Outro dois "sinais" foi o modo como foi interpretado o estudo de Rita Figueiras sobre Os Comentadores e os Media - os autores das colunas de opinião. Muito significativamente, de tudo o que está lá escrito e que implicaria conclusões que apontavam para muitos lados e direcções, acabou por se extrair apenas um apelo para a "renovação" - o título do Diário de Notícias era Rostos do comentário não mudam há 20 anos, que por singular coincidência era ilustrado por fotos de Marcelo, Barreto, eu próprio e Miguel Sousa Tavares - quando o exemplo dado pela autora na sua intervenção era... Guilherme de Oliveira Martins. Não tenho dúvidas que ninguém mais deseja a "renovação" do que o Governo, até porque não custa perceber por que critério se fará.
Uma esquerda, habituada ao controlo estatal, com uma velha tradição de interferência nos órgãos de comunicação públicos - e não só, veja-se o à-vontade como discute de forma quase normativa e regulamentadora as decisões editoriais privadas, pretendendo impor regras de representação parlamentar à Quadratura do Círculo... - pensa que quer, pode e manda.
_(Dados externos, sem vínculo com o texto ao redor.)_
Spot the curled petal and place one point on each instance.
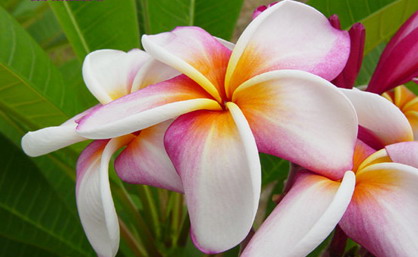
(94, 200)
(404, 152)
(382, 214)
(145, 161)
(217, 159)
(380, 117)
(195, 53)
(398, 63)
(109, 74)
(302, 118)
(145, 108)
(304, 218)
(271, 42)
(46, 140)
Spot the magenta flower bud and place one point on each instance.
(399, 61)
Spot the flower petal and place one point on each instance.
(146, 107)
(302, 118)
(288, 35)
(216, 157)
(382, 214)
(380, 117)
(195, 53)
(398, 63)
(46, 140)
(109, 73)
(404, 152)
(304, 218)
(94, 199)
(145, 161)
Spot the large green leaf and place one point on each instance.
(30, 210)
(93, 25)
(217, 17)
(380, 26)
(349, 12)
(31, 87)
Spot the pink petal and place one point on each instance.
(302, 118)
(380, 117)
(94, 200)
(404, 152)
(145, 108)
(399, 61)
(288, 35)
(109, 74)
(304, 218)
(46, 140)
(217, 159)
(145, 161)
(382, 215)
(195, 53)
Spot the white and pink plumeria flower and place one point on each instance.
(110, 74)
(229, 105)
(374, 203)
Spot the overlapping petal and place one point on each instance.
(300, 117)
(382, 214)
(46, 140)
(94, 199)
(304, 218)
(145, 161)
(216, 157)
(398, 63)
(195, 53)
(146, 107)
(271, 42)
(404, 152)
(380, 117)
(109, 74)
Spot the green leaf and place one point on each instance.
(18, 249)
(30, 210)
(93, 25)
(348, 11)
(217, 17)
(31, 87)
(380, 26)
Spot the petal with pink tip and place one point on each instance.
(109, 74)
(145, 108)
(145, 161)
(380, 117)
(302, 118)
(194, 52)
(46, 140)
(94, 200)
(382, 214)
(304, 218)
(398, 63)
(288, 35)
(404, 152)
(217, 159)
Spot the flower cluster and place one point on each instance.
(192, 112)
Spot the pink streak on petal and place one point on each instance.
(405, 153)
(146, 162)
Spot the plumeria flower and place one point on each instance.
(374, 203)
(230, 105)
(110, 74)
(398, 64)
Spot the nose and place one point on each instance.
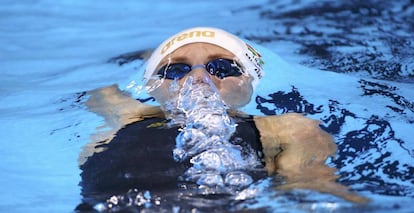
(199, 74)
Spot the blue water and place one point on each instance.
(347, 64)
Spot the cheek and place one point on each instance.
(161, 93)
(235, 93)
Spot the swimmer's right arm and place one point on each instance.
(119, 109)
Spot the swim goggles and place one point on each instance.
(220, 68)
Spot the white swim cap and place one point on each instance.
(249, 58)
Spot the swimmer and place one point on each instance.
(201, 77)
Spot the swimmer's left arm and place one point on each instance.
(296, 148)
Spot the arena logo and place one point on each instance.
(187, 35)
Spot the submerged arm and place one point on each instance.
(118, 110)
(296, 148)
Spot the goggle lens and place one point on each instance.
(220, 68)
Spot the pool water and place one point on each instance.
(347, 64)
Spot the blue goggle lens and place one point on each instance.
(220, 68)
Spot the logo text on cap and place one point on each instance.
(187, 35)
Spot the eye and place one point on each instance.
(174, 71)
(222, 68)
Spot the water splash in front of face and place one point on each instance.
(217, 164)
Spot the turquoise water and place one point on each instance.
(359, 83)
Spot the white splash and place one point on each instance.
(217, 164)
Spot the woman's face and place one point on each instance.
(235, 91)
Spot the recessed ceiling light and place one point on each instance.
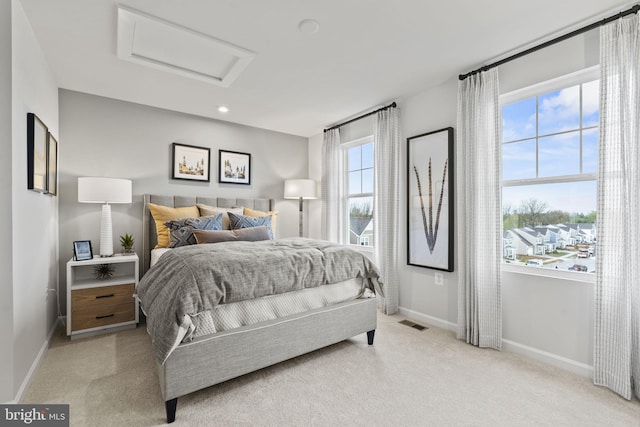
(309, 26)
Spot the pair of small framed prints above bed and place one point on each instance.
(42, 157)
(194, 164)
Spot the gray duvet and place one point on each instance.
(191, 279)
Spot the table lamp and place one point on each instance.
(104, 190)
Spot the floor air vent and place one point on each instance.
(413, 325)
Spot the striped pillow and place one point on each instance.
(241, 221)
(181, 230)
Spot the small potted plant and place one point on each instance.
(127, 242)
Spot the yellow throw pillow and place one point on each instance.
(206, 210)
(272, 214)
(162, 214)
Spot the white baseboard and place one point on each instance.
(549, 358)
(510, 346)
(36, 362)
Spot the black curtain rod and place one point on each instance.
(574, 33)
(392, 105)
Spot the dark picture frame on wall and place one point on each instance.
(82, 250)
(37, 133)
(190, 163)
(430, 184)
(234, 167)
(52, 165)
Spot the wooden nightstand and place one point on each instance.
(94, 305)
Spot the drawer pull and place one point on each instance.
(104, 317)
(104, 296)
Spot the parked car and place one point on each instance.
(578, 267)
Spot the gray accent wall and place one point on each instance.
(106, 137)
(28, 252)
(6, 253)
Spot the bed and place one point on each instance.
(197, 361)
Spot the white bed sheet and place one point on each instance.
(230, 316)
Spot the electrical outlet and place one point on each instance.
(439, 279)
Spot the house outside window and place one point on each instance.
(359, 192)
(549, 173)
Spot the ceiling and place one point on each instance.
(366, 53)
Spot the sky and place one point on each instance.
(559, 145)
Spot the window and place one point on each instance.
(549, 173)
(359, 192)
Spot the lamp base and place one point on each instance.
(106, 232)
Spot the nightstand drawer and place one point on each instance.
(99, 297)
(103, 315)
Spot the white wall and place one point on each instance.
(548, 318)
(34, 215)
(6, 253)
(105, 137)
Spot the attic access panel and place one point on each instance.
(163, 45)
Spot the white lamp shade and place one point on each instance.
(104, 190)
(296, 188)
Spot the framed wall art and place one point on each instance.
(430, 198)
(52, 165)
(36, 153)
(190, 162)
(82, 250)
(234, 167)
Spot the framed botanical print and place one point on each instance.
(52, 165)
(430, 200)
(36, 153)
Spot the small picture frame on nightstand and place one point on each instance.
(82, 250)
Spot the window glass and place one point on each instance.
(359, 193)
(559, 155)
(519, 120)
(559, 111)
(519, 160)
(549, 187)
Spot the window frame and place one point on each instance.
(345, 230)
(576, 78)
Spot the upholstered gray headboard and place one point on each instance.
(149, 235)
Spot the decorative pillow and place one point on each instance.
(206, 210)
(181, 230)
(252, 234)
(162, 214)
(272, 214)
(241, 221)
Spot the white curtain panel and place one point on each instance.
(479, 211)
(385, 206)
(332, 168)
(617, 290)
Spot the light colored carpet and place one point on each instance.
(407, 378)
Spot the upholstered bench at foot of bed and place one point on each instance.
(220, 357)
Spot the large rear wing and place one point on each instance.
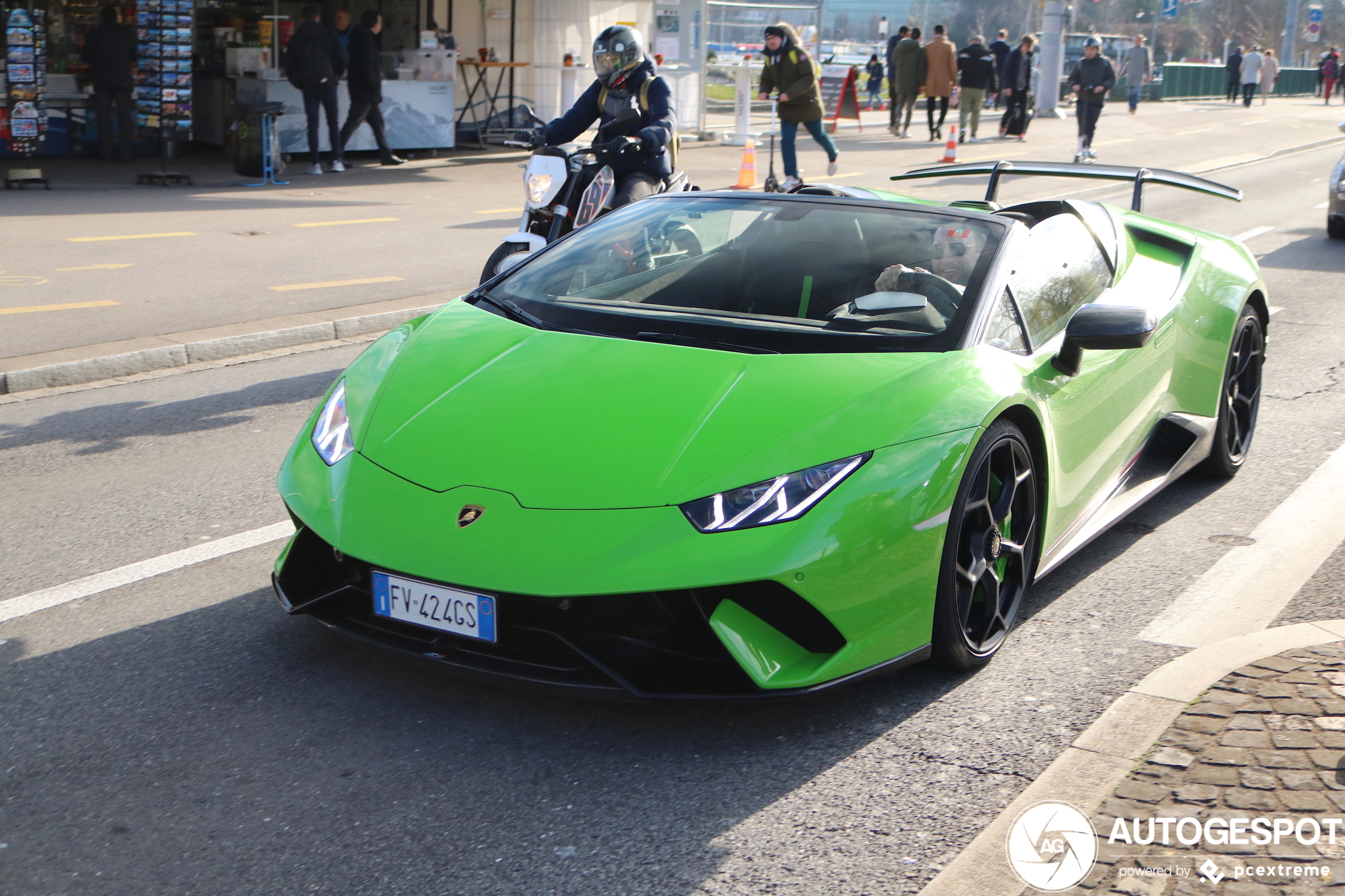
(1138, 176)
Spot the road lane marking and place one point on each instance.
(56, 308)
(337, 283)
(1254, 231)
(98, 240)
(91, 585)
(1250, 585)
(357, 221)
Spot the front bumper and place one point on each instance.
(656, 645)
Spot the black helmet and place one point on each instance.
(618, 51)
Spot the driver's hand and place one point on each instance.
(890, 278)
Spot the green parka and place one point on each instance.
(791, 71)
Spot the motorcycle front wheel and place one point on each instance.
(504, 258)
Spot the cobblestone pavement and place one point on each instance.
(1266, 742)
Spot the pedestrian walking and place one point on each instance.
(1234, 66)
(1091, 78)
(905, 81)
(1270, 74)
(940, 78)
(1251, 76)
(315, 61)
(1017, 89)
(366, 85)
(875, 70)
(975, 78)
(111, 53)
(1137, 69)
(893, 42)
(791, 71)
(1001, 49)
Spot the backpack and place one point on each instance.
(310, 62)
(674, 146)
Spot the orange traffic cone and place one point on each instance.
(747, 174)
(950, 152)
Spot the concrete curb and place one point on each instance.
(125, 358)
(1100, 758)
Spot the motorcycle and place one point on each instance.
(551, 179)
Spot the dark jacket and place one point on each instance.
(1001, 51)
(366, 74)
(326, 39)
(1090, 74)
(791, 71)
(977, 69)
(911, 69)
(656, 126)
(1016, 66)
(111, 51)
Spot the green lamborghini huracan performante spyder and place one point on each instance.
(728, 445)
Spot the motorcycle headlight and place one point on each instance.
(539, 187)
(779, 500)
(331, 433)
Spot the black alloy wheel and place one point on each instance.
(989, 550)
(1239, 398)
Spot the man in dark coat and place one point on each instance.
(366, 85)
(111, 51)
(315, 61)
(638, 151)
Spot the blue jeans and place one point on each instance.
(788, 129)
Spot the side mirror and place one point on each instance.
(1102, 327)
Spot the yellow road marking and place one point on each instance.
(338, 283)
(54, 308)
(98, 240)
(358, 221)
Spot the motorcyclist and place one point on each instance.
(638, 151)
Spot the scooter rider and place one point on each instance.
(626, 80)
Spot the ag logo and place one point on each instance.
(1051, 847)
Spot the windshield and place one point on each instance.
(774, 275)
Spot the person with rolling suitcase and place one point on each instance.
(1017, 89)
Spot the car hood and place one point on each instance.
(567, 421)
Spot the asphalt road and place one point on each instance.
(182, 737)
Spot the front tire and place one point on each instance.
(1239, 398)
(495, 264)
(989, 553)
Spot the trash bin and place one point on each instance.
(252, 136)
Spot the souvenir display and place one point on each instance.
(163, 93)
(26, 77)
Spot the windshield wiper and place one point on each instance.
(703, 343)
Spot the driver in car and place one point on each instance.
(638, 150)
(953, 256)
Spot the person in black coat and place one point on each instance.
(315, 61)
(111, 51)
(366, 85)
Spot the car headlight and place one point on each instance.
(331, 433)
(779, 500)
(537, 188)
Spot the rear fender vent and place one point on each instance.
(781, 609)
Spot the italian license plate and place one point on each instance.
(435, 607)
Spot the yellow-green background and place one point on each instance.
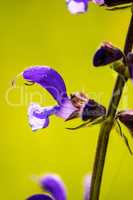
(44, 33)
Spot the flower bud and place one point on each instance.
(106, 54)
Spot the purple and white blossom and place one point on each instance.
(51, 80)
(67, 107)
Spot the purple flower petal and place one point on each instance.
(40, 197)
(77, 6)
(87, 186)
(49, 79)
(126, 117)
(106, 54)
(54, 185)
(39, 116)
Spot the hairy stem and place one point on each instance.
(108, 124)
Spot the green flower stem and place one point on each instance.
(108, 124)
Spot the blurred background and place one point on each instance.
(45, 33)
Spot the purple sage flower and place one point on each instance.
(55, 188)
(67, 107)
(106, 54)
(126, 117)
(110, 3)
(130, 64)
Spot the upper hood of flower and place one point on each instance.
(49, 79)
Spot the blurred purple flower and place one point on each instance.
(55, 188)
(40, 197)
(130, 64)
(110, 3)
(87, 186)
(81, 6)
(77, 6)
(106, 54)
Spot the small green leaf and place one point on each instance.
(123, 136)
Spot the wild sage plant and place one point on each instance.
(80, 105)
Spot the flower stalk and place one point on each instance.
(108, 123)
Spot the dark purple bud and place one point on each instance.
(106, 54)
(126, 117)
(40, 197)
(54, 185)
(92, 110)
(87, 186)
(111, 3)
(130, 64)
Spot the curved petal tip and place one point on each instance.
(49, 79)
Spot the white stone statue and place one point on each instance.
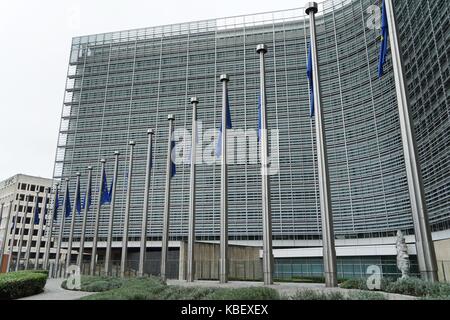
(402, 255)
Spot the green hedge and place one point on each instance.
(96, 283)
(409, 286)
(153, 288)
(14, 285)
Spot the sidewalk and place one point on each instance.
(53, 291)
(283, 288)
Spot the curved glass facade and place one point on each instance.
(119, 84)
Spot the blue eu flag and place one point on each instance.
(36, 214)
(13, 223)
(384, 40)
(88, 196)
(105, 194)
(78, 200)
(229, 126)
(68, 206)
(309, 74)
(173, 168)
(259, 118)
(55, 214)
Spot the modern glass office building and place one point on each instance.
(121, 83)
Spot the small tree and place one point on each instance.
(402, 255)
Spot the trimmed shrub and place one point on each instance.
(96, 284)
(252, 293)
(361, 284)
(410, 286)
(309, 294)
(14, 285)
(33, 271)
(356, 283)
(366, 295)
(153, 288)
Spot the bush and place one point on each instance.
(409, 286)
(420, 288)
(361, 284)
(96, 284)
(153, 288)
(309, 294)
(366, 295)
(33, 271)
(253, 293)
(356, 283)
(14, 285)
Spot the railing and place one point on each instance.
(444, 270)
(239, 269)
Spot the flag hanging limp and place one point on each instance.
(384, 40)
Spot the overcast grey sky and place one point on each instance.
(36, 38)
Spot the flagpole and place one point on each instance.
(48, 242)
(85, 211)
(22, 231)
(223, 270)
(72, 222)
(61, 229)
(3, 240)
(265, 178)
(329, 253)
(31, 232)
(190, 276)
(111, 215)
(166, 218)
(123, 261)
(40, 228)
(13, 236)
(97, 219)
(426, 255)
(150, 133)
(5, 233)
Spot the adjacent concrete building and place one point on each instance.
(121, 83)
(21, 191)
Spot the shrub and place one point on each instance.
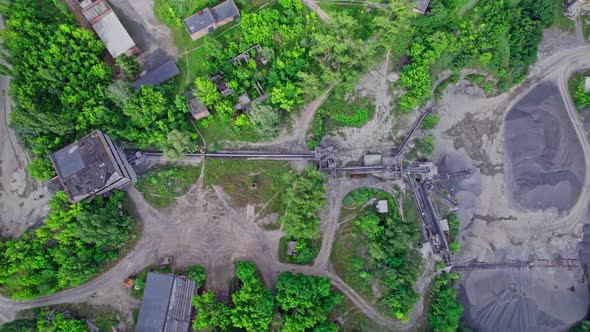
(129, 65)
(41, 169)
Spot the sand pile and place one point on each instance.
(523, 300)
(546, 164)
(584, 247)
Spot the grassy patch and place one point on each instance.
(191, 63)
(237, 176)
(442, 86)
(307, 251)
(219, 132)
(162, 185)
(575, 88)
(341, 109)
(103, 316)
(352, 318)
(585, 20)
(348, 255)
(481, 81)
(372, 247)
(561, 21)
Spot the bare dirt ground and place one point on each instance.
(153, 38)
(203, 227)
(376, 135)
(495, 228)
(23, 201)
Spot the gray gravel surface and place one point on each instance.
(547, 163)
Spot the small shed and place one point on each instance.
(292, 248)
(196, 107)
(420, 6)
(243, 104)
(224, 89)
(444, 225)
(372, 160)
(382, 206)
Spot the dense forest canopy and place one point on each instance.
(63, 89)
(68, 249)
(302, 303)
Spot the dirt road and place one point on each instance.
(23, 201)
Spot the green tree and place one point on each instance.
(129, 65)
(286, 96)
(179, 143)
(266, 120)
(206, 91)
(103, 225)
(119, 92)
(19, 325)
(210, 314)
(581, 327)
(145, 106)
(61, 324)
(41, 169)
(305, 301)
(198, 274)
(446, 311)
(253, 303)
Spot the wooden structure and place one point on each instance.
(108, 27)
(207, 20)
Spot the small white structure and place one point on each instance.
(108, 27)
(292, 248)
(444, 225)
(372, 160)
(382, 206)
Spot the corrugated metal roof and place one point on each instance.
(167, 304)
(225, 10)
(89, 166)
(421, 5)
(154, 306)
(95, 10)
(113, 34)
(199, 21)
(159, 75)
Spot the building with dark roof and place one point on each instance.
(207, 20)
(166, 304)
(420, 6)
(108, 27)
(92, 166)
(159, 75)
(196, 107)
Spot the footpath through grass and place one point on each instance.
(375, 252)
(162, 185)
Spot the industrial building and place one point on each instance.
(207, 20)
(108, 27)
(166, 304)
(158, 76)
(91, 166)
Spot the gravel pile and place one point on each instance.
(546, 162)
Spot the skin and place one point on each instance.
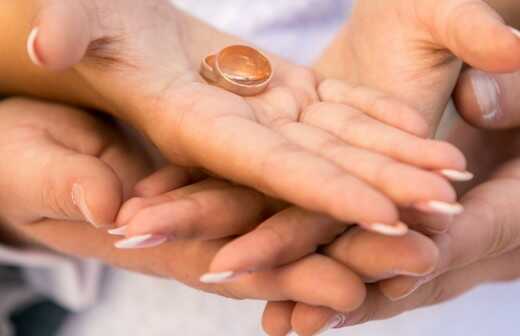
(148, 77)
(106, 164)
(440, 70)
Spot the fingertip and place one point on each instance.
(162, 181)
(32, 48)
(478, 98)
(276, 319)
(129, 209)
(61, 37)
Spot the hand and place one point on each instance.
(422, 62)
(143, 70)
(286, 247)
(63, 167)
(481, 245)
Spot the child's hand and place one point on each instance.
(413, 49)
(61, 163)
(61, 166)
(285, 243)
(140, 67)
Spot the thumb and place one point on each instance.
(61, 34)
(81, 187)
(489, 100)
(476, 33)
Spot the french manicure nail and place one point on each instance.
(457, 175)
(487, 93)
(418, 284)
(398, 229)
(443, 208)
(336, 321)
(31, 47)
(120, 231)
(516, 32)
(216, 278)
(139, 242)
(78, 198)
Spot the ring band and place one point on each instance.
(239, 69)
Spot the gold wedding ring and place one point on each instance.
(242, 70)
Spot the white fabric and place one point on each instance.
(133, 304)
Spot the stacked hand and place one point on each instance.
(353, 153)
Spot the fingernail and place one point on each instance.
(443, 208)
(487, 93)
(138, 242)
(335, 322)
(457, 175)
(399, 229)
(516, 32)
(120, 231)
(216, 278)
(78, 198)
(31, 47)
(418, 284)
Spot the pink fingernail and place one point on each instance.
(418, 284)
(516, 32)
(120, 231)
(443, 208)
(31, 47)
(78, 198)
(457, 175)
(139, 242)
(216, 278)
(398, 229)
(335, 322)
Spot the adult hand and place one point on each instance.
(137, 60)
(62, 167)
(481, 245)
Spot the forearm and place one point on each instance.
(21, 77)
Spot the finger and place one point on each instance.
(188, 213)
(276, 319)
(375, 104)
(457, 23)
(61, 35)
(489, 221)
(185, 261)
(310, 320)
(412, 254)
(428, 223)
(405, 185)
(488, 100)
(264, 159)
(359, 129)
(166, 179)
(69, 176)
(315, 280)
(287, 236)
(442, 289)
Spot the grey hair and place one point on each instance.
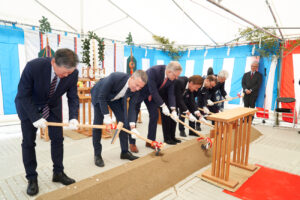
(140, 74)
(66, 58)
(174, 66)
(223, 74)
(255, 62)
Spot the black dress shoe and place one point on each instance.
(32, 188)
(128, 156)
(193, 134)
(171, 142)
(99, 161)
(198, 128)
(176, 140)
(62, 178)
(182, 134)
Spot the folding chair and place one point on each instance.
(282, 110)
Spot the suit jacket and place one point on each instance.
(107, 88)
(33, 91)
(185, 99)
(156, 76)
(202, 97)
(221, 87)
(252, 84)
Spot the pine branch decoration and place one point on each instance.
(168, 47)
(86, 47)
(44, 25)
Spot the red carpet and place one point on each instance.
(269, 184)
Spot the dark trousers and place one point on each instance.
(168, 126)
(153, 117)
(28, 147)
(213, 109)
(191, 124)
(118, 110)
(249, 100)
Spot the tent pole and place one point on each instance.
(81, 17)
(194, 22)
(282, 27)
(229, 11)
(130, 17)
(271, 11)
(106, 25)
(56, 15)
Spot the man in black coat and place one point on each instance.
(203, 96)
(113, 91)
(42, 84)
(251, 83)
(219, 89)
(185, 101)
(160, 83)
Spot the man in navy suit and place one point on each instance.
(185, 102)
(251, 83)
(42, 84)
(160, 82)
(113, 91)
(219, 89)
(203, 97)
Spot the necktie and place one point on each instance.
(162, 85)
(125, 105)
(46, 109)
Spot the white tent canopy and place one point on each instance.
(114, 19)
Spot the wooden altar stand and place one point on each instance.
(240, 120)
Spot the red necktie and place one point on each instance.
(162, 85)
(46, 109)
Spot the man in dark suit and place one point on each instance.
(113, 91)
(251, 83)
(219, 90)
(160, 82)
(203, 96)
(42, 84)
(185, 102)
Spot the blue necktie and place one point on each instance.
(46, 109)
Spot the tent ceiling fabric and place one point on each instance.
(161, 17)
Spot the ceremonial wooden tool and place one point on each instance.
(157, 145)
(112, 126)
(201, 109)
(241, 118)
(202, 137)
(239, 96)
(185, 116)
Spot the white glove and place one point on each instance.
(197, 113)
(107, 119)
(206, 110)
(41, 123)
(114, 119)
(192, 118)
(210, 103)
(165, 109)
(228, 98)
(133, 136)
(174, 115)
(203, 120)
(73, 124)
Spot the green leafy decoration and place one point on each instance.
(44, 25)
(129, 40)
(86, 47)
(168, 47)
(269, 45)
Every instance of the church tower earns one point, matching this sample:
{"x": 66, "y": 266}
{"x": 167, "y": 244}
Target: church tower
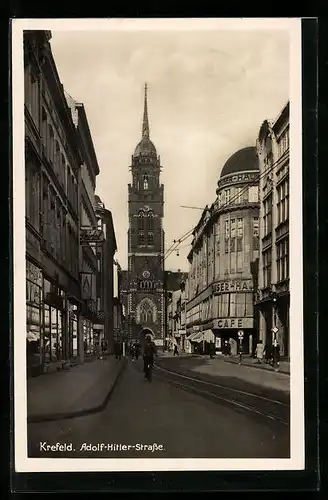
{"x": 145, "y": 286}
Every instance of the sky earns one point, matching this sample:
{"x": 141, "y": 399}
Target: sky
{"x": 208, "y": 94}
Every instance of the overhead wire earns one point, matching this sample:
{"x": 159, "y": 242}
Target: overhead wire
{"x": 219, "y": 209}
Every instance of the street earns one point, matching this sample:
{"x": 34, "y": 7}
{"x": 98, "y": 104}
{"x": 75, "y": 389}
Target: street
{"x": 185, "y": 416}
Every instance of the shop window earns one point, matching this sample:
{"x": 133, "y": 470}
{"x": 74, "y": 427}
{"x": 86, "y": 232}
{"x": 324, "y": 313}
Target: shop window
{"x": 141, "y": 239}
{"x": 267, "y": 267}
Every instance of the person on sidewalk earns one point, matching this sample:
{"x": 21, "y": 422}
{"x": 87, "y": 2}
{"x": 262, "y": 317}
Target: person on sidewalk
{"x": 259, "y": 351}
{"x": 275, "y": 354}
{"x": 148, "y": 355}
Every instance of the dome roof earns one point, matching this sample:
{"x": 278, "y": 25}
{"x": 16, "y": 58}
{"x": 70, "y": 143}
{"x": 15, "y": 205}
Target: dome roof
{"x": 145, "y": 148}
{"x": 241, "y": 161}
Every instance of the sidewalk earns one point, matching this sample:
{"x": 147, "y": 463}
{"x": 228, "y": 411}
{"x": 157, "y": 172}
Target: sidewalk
{"x": 270, "y": 379}
{"x": 83, "y": 389}
{"x": 284, "y": 366}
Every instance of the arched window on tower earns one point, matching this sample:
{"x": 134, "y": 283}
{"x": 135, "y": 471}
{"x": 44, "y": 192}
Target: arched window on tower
{"x": 146, "y": 312}
{"x": 150, "y": 221}
{"x": 141, "y": 220}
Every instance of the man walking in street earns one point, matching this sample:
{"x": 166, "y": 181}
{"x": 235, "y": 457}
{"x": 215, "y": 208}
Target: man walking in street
{"x": 148, "y": 355}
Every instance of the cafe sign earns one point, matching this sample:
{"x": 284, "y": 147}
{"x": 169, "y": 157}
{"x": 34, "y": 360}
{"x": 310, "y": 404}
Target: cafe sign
{"x": 232, "y": 286}
{"x": 230, "y": 323}
{"x": 232, "y": 179}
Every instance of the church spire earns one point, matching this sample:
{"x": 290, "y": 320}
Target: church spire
{"x": 145, "y": 123}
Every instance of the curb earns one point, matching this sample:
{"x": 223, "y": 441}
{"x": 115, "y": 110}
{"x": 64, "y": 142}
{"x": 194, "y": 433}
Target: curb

O silêncio e a placidez com que são recebidos "sinais" que, vindos de outro lado, gerariam enorme alarido mostra como podem ser bem sucedidos.
O que é interessante é ver como estas críticas reproduzem substancialmente o mesmo tipo de objecções que Santana Lopes-Gomes da Silva faziam aos "comentadores". Os "argumentos" são os mesmos: onde Santana Lopes e o seu grupo viam a dominação de comentadores de esquerda, agora afirma-se que os melhores espaços são para comentadores de "direita", o que não corresponde ao novo ciclo político. É preciso "contraditório". Ouvem-se recicladas as vozes de que agora há que dar um estado de graça ao Governo, deixá-los trabalhar, ver o que valem, o que era exactamente o que Lopes pedia. Quem não o fizer só pode ser um empedernido e faccioso partidário, impulsionando a sua agenda ou a do seu partido, que deverá ser substituído por um académico, ponderado e equilibrado, independente e isento, por coincidência da área do moderno "bloco central".
O problema é aquilo que nunca é enunciado e é sempre ocultado, e que, mais do que qualquer coisa, preocupa os novos detentores do poder: as audiências, a popularidade, a influência. O que os preocupa nos "velhos" comentadores e que lhes faz tanto afã a favor da "renovação", com certeza pelos melhores e mais sólidos dos critérios pluralistas, institucionais e jornalísticos, é no fundo a influência, a popularidade e o interesse que lhes são reconhecidos pelo público em geral, em proporção inversa dos governantes de ontem e de hoje.
O que têm de comum estas críticas é que elas vêm do lugar do poder e representam o discurso do poder. O que mais espanta é que elas possam ser acriticamente aceites como inocentes. Os colocadores de feltro estão já a trabalhar afanosamente com o objectivo de encher tudo de almofadas protectoras para os socialistas. Uns fazem-no conscientemente, outros fazem de "inocentes úteis", mas o sentido do seu trabalho é o mesmo. Comigo não contam.